We may not be hunter-gatherers any more, but human beings have banded together on a scale like no other species before us. Through the use of language and emotion, seven billion of us, spread all across the globe, have learned to work towards one common goal—the progress and evolution of the human race. This gargantuan feat would not be possible without somehow being able to keep individual behaviour in check on a large scale to ensure everyone is following a prescribed and beneficial path, and that’s where shame comes in.

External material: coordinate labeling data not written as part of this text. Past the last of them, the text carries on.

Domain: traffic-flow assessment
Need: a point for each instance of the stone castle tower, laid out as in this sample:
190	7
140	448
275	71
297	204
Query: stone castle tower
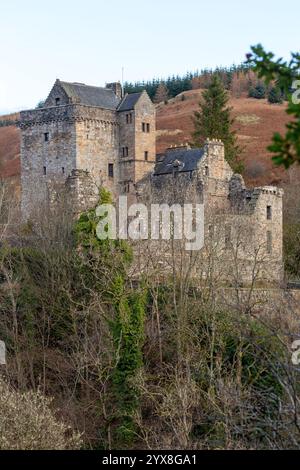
82	138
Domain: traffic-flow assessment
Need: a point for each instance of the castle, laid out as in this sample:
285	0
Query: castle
85	137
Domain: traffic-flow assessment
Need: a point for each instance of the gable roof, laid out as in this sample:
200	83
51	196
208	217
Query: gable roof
91	95
129	101
184	160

Biologically and historically speaking, the function of shame is to prevent you from exhibiting behaviour that is perceived as wrong or dangerous by the group at large—behaviour that could cause setbacks to all this progress we have made or put the survival of the pack in jeopardy. It also exists to keep your social relationships intact by ensuring you don’t damage them with harmful behaviour—all to give you the highest chance at survival. Essentially, shame causes you psychological pain so that you can see mistakes that you’re making and correct yourself.

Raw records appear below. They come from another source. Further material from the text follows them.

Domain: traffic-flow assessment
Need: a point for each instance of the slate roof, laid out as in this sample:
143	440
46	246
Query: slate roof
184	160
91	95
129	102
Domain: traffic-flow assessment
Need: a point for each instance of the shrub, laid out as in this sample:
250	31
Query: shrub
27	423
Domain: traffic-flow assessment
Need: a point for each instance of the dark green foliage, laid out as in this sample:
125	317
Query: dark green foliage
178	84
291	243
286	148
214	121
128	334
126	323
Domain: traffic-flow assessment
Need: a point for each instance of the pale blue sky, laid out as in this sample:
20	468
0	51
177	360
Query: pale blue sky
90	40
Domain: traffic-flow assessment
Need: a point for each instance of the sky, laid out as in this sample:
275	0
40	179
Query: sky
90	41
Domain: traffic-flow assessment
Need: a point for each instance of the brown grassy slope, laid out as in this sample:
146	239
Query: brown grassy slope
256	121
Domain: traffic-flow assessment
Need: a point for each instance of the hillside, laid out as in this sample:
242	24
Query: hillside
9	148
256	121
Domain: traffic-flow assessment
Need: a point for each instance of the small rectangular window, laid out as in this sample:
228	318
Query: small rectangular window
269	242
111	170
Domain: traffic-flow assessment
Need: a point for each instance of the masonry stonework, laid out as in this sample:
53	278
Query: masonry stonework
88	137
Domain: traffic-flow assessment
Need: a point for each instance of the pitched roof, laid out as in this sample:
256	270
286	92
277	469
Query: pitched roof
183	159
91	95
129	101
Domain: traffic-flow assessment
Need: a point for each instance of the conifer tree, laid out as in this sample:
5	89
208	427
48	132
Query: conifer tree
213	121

Correct yourself. As you can see shame functions on the principle that both you and your behaviour are fundamentally incorrect. While shame does serve a function, (it’s also what prevents people from causing each other grievous harm) there is a point at which shame becomes toxic. Certainly, most people dealing with mood or anxiety disorders seem to have an overdeveloped ability to feel shame.
It’s fascinating to me how depression both fuels shame and feeds off of it. Like with the other existential facets of depression, it’s a mystifying chicken-and-egg situation. What came first, the shame or the depression?
I have had intense feelings of shame sin
ce I was a teenager, and it’s only recently that I was able to identify all the horrible voices in my head as the toxic voices of shame.
That humiliating moment at the photoshoot in my childhood triggered an explosion of shame that centred around my appearance. Since that moment I have spent my entire life trying to ‘fix’ the way I look. That shame is what has often been the reason I’ve had more to fix than I otherwise would have. The more shame I felt about my appearance, the more I ate to feel better and the worse my circumstances became.
Depression and the lethargy it caused robbed me of my will and ability to be productive or feel like I was contributing to society, and that in turn led to deep feelings of shame about my value as a person. From there on I have lived through a vicious cycle of shame and painful, hurtful feelings, one feeding off the other in an endless loop.
For the past hour, every humiliating, shame-inducing moment in my life has been having a leisurely walkabout through my mind. For the past hour, I’ve tried to occupy my mind as best I can in a bid to prevent myself from jumping out of the window, hence the gathering of useless but oddly fitting scraps of information—like, the ‘mare’ part of the word nightmare comes from Germanic folklore where ‘mare’ is an evil female spirit or goblin that sits upon a sleeping person’s chest, suffocating them and/or giving them bad dreams.